Crise bancaire : Bruxelles vise les dépôts supérieurs à 100 000 euros

Publié le 14 Avril 2013

Le projet de directive européenne sur la résolution des crises bancaires est soumis aux ministres des Finances de l'UE, réunis à Dublin. Le texte envisage de mettre à contribution les dépôts supérieurs à 100.000 euros en cas de sauvetage.

Par Jean-Jacques Mevel

De notre envoyé spécial à Dublin

L'Europe est pressée de recoller les pots cassés de la crise chypriote. L'union bancaire, dotée d'une vraie gardienne avec la Banque centrale européenne (BCE), d'une procédure unique de liquidation des banques et d'une garantie systématique des petits déposants, pourrait voir le jour d'ici deux ans et non plus en 2018, d'après un calendrier discuté vendredi à Dublin par les vingt-sept ministres des Finances.

L'improvisation du sauvetage chypriote et la révolte des petits déposants de l'île ont déjà convaincu Bruxelles d'accélérer son calendrier: «Nous voulons une mobilisation forte et rapide afin d'adopter les textes dont nous avons urgemment besoin», explique au Figaro Michel Barnier, commissaire européen en charge des banques. C'est lui qui, avec son collègue Olli Rehn, a mis l'objectif 2015 sur la table des ministres.

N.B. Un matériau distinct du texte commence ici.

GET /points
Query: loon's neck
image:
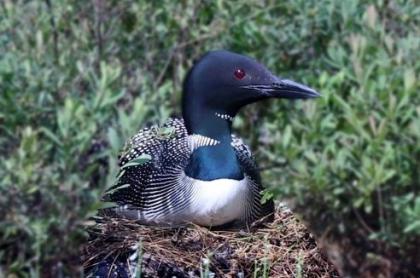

Des trois piliers de la construction seule la «supervision unique» des 6000 banques de la zone euro est en voie d'être achevée, avec avril 2014 pour échéance.

«Bail-in» ou «bail-out»

Dans le renflouement des États de l'euro et de leurs banques, le cas chypriote ne restera pas comme un modèle. Mais il a brisé un tabou: les plus gros déposants vont être pour la première fois contraints d'éponger le passif de leur banque. «Chypre restera un cas exceptionnel, assure Michel Barnier. Mais a l'avenir, il se peut qu'en dernier ressort les clients qui ont plus de 100.000 euros en dépôt soient appelés à contribuer au sauvetage de leur banque. Cela se fera en connaissance de cause et se trouvera codifié. Ce qui est en revanche exclu, c'est que le contribuable européen y aille encore de sa poche».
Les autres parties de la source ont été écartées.